Archive for October, 2010

Graham’s Thesis

October 27th, 2010 1 comment

I was lucky enough to get to read Graham Williamson’s thesis draft, and it reads very well, and justifies my line of research, i.e. enhancing existing routing protocols with location information.

Graham’s Persistance Based Routing (PBR) is efficient, at the same time as being reasonably reliable. I believe it is possible to further enhance his routing protocol with location knowledge. By using his hybrid scheme (Binary Spray and Focus + PBR)  as a basis, I believe that it can be made more efficient, and increase the reliability.


His hypothesis is:

Link persistence is an effective measurement as the basis for building a practical and flexible routing protocol in human contact networks in order to maximise delivery ratio.

He lists his main contributions as follows:

  • An analysis of the metrics which form the basis for routing in delay- tolerant networks (Chapter 4).
  • A procedure for generating synthetic contact traces which include periodicity and well-defined community structure (Chapter 5).
  • A study of structural metrics for routing and the effect of community- awareness on routing performance (Chapter 6: Section 6.2).
  • A self-managing mechanism for adapting window sizes inferred from periodicities observed in the contact pattern of nodes (Chapter 6: Section 6.3).
  • A metric, and protocol based on this, for routing in human contact net- works which is based on the persistence of links (Chapter 7).
  • A hybrid degree-persistence protocol able to maintain performance with limited routing information (Chapter 7: Section 7.4).

He identifies identifies four areas for future research

  1. Augmenting his PBR scheme with a message replication phase and identifying situations that respond well to this
  2. Using composite metrics to balance competing routing demands
  3. Investigating the combination of link persistence with link prediction
  4. Considering other dissemination goals such as publish-subscribe and anycast


ContactSim is Graham’s powerful discrete contact event simulator, which he used to process data, run his experiments and generate results. I had a preview of this a few months ago, but have not looked at it since. However, as he has now documented some of the main aspects of it, it may be possible to adopt this simulator for our own research, by augmenting it to include a notion of location. I will contact Graham for advice on how he thinks this could be achieved. The source code may be available in the group repository, so I will start investigating this.

Meeting with Pádraig and Davide 21 Oct 2010

October 21st, 2010 No comments

Talked again about location clustering and proximity methods, and Pádraig suggested we try to get past this, and get on with the interesting stuff.

To simplify things, we decided that it is probably best to use the grid partitioning system for considering co-location, as it gives us an implicit referencing scheme, and by considering neighboring locations to also be co-located, we can resolve the problem of split places.

With regards to the proximity calculations, we still need to verify the meaning of the signal strength, as is does not necessarily mean signal strength. We decided to consider any common WiFi point spotting to be a proximity event, and will record the start and end times of these, so that we can use metrics such as duration of contact in our routing scheme(s).

Davide offered to find out more about the signal strength issue, so that we can reliably refine it later on.

Pádraig suggested that  I/we need to find some good conference targets, ideally around January.
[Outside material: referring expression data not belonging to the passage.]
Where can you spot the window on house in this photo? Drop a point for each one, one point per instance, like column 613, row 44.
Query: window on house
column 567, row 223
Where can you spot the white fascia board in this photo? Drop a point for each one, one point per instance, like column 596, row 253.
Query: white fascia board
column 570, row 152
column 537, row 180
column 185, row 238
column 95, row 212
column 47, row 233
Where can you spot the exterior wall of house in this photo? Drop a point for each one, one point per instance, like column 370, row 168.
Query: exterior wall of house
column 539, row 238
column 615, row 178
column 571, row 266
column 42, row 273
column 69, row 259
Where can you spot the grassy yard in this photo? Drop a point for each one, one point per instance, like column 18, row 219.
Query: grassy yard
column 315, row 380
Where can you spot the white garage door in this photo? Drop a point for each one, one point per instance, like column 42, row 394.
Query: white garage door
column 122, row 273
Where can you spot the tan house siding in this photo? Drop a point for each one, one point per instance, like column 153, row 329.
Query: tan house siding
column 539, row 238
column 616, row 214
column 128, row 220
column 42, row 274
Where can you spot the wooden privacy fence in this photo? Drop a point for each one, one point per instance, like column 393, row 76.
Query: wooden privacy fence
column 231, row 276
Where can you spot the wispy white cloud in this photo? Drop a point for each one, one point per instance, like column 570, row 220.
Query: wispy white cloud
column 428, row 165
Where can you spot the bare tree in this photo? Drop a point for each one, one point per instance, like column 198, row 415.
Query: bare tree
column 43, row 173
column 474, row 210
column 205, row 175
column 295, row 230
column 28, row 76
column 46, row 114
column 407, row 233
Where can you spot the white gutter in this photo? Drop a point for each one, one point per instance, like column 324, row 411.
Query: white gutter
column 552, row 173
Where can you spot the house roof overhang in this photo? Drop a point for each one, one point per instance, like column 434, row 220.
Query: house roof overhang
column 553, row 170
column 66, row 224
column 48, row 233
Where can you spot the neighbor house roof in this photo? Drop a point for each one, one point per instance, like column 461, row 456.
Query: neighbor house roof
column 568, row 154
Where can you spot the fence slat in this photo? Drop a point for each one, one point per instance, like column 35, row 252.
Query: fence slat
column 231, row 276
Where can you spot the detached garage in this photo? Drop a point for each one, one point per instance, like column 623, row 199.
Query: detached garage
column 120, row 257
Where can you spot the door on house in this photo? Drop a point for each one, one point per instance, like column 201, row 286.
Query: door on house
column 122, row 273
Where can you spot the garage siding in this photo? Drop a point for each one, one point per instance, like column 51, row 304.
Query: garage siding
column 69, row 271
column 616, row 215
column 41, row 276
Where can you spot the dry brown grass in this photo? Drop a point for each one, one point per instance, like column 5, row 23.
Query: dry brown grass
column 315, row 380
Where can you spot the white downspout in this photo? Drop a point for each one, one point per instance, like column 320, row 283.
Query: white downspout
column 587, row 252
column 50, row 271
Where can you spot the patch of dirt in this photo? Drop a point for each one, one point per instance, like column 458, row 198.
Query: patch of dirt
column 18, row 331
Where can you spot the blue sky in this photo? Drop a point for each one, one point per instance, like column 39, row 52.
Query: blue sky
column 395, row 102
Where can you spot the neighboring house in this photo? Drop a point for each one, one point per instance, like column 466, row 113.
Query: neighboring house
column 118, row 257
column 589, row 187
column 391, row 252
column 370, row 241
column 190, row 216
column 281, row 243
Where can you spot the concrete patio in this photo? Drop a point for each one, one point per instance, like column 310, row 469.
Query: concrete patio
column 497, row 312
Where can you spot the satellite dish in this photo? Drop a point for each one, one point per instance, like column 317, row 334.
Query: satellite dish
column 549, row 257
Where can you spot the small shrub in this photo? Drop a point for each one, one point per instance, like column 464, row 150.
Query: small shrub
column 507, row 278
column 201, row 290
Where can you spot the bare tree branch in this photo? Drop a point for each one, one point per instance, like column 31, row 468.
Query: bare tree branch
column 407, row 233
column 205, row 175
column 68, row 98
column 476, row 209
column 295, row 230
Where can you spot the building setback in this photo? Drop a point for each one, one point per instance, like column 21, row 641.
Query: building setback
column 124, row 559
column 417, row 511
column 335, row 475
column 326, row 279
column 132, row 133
I suggested ICUMT and Mobihoc, and Davide reminded me about a special issue journal call for papers that I spotted recently (Call for papers Phycom). Ubicomp 2011 is a possibility too.

By next week, I want to have the space partitioning method sorted out, and all contact/proximity events recorded. As well as coming up with an idea about the simulated on-device data structure, and some ideas about routing schemes.

Location clustering so far.

October 21st, 2010 No comments

I have had a chance to look at the code that Derek sent me, namely the CFinder software for finding k-Cliques, and an implementation of the MDS  algorithm, I struggled to get these to make any sense of the data that I have, and started to think about an alternative approach.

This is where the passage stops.